Smith also was critical of Democratic activists, who he said should be focused on winning the White House and defeating Republicans, rather than blaming congressional Democrats for failing to end the war.

“People who want to end the war in Iraq have the temerity to attack those who voted to end the war in Iraq,” Smith said. “If we are going to ratchet up the pressure on Republicans and the White House, it doesn’t help if the base of our party brutally attacks Democrats.”

Dicks said there has been “some short-term military progress” in Iraq. But he said there has been no progress on the political side as Iraqi leaders have failed to negotiate any reconciliation between Sunnis and Shiites, to allow former Baathist supporters of Saddam Hussein back into the government and to decide how to distribute revenues from oil sales.

“We need a change in direction,” Dicks said. “Can we get it from President Bush? I doubt it.”

Smith and Dicks said they could not support cutting off funding outright for the troops, though both supported a measure last week that would have provided only $50 billion of the $200 billion the administration sought in emergency war funding and would have set a “goal” of withdrawing U.S. forces from Iraq by December 2008.

The measure was narrowly approved in the House but failed in the Senate. Democrats suggested that the Pentagon could fund the war into next spring using some of the $460 billion included in a defense appropriations bill signed by Bush last week.

But Defense Secretary Robert Gates said the Pentagon has little “wiggle room” in its budget. Gates said that unless Congress provides the entire $200 billion, the Army would have to cease operations at its bases in mid-February and furlough 200,000 civilian and contractor employees.

Smith is a member of the House Armed Services Committee and chairman of the panel’s terrorism subcommittee.

Earlier this year, he visited the Afghanistan-Pakistan border. Dicks is a senior Democrat on the House defense appropriations subcommittee and is recognized as one of the most knowledgeable House members on security issues.

Dicks and Smith said they expect additional votes on emergency war funding.

“The only way to stop (the war) is to cut funding, and that is a blunt instrument,” Dicks said. Rather than using spending bills, Congress needs to pass an authorizing measure changing the course of the war, he said.

Smith said he supported providing only $50 billion in so-called bridge funding because of the necessity of trying to “implement the policy you want. But I am not one of those people who say they will never provide the money.”

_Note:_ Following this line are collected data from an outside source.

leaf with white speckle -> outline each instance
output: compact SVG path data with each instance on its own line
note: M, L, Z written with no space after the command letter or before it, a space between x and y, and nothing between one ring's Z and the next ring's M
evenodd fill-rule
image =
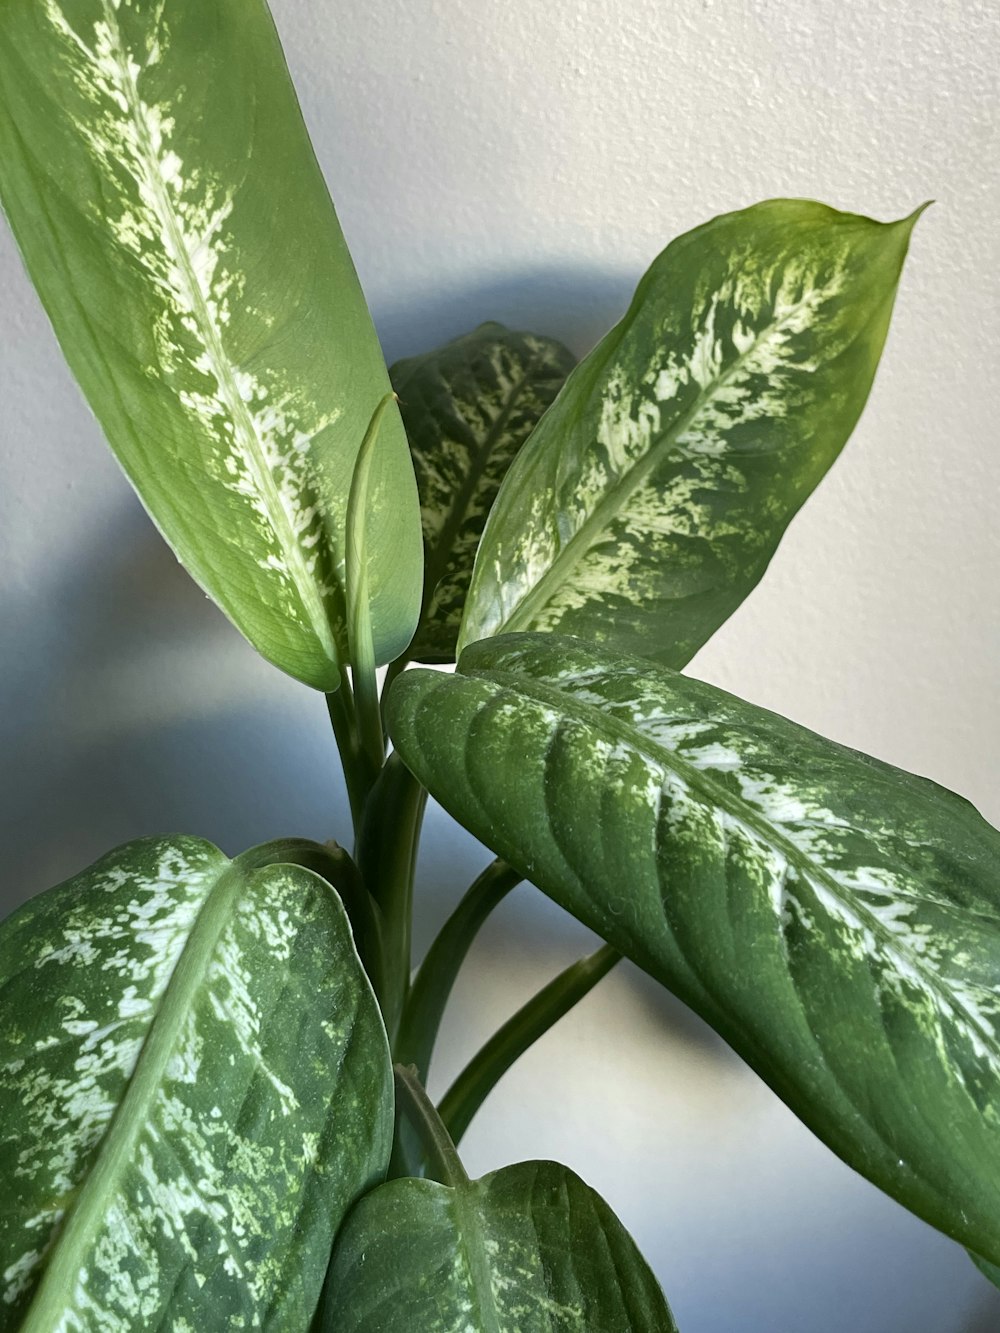
M635 1242L583 1181L521 1162L452 1186L393 1180L337 1239L329 1333L677 1333Z
M431 795L845 1161L1000 1264L1000 833L641 658L510 635L459 671L389 699Z
M547 630L688 662L853 430L913 222L777 199L669 245L508 472L459 647Z
M476 548L500 483L575 358L554 338L481 324L389 374L417 474L424 602L410 656L453 662Z
M307 1327L391 1134L311 871L142 839L0 926L0 1330Z
M335 689L348 493L389 379L263 0L5 0L0 196L178 557L266 658ZM395 406L371 500L385 662L421 586Z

Democrats have failed in their efforts to end the war because they simply don’t have the votes in Congress, both lawmakers said.

“The reality is, everything we have tried to do the president has vetoed or threatened to veto,” Dicks said. “We don’t have the votes.”

In Iraq, Smith met with Gen. David Petraeus, who commands U.S. and multinational forces, and with Special Operations units, which his subcommittee oversees.

Smith said there were two reasons for the improved security atmosphere in Iraq: Al-Qaida has lost the support of local people, and U.S. commanders started working with the militias and tribes.

“Was the surge a success? I don’t know,” Smith said. “Did we need an additional 30,000 troops? I don’t know.”

Smith said the current administration plan is to start withdrawing the U.S. troops committed in the surge. “But their plan is to keep the pre-surge level of 130,000 troops indefinitely,” he said.

Meanwhile, al-Qaida has begun to re-emerge in other global hot spots, and the United States doesn’t have the forces to deal with them, Smith said.

“We are putting all our eggs in one basket, Iraq. And al-Qaida has a free hand,” he said. “If we lose Afghanistan and Pakistan, what have we accomplished in Iraq?”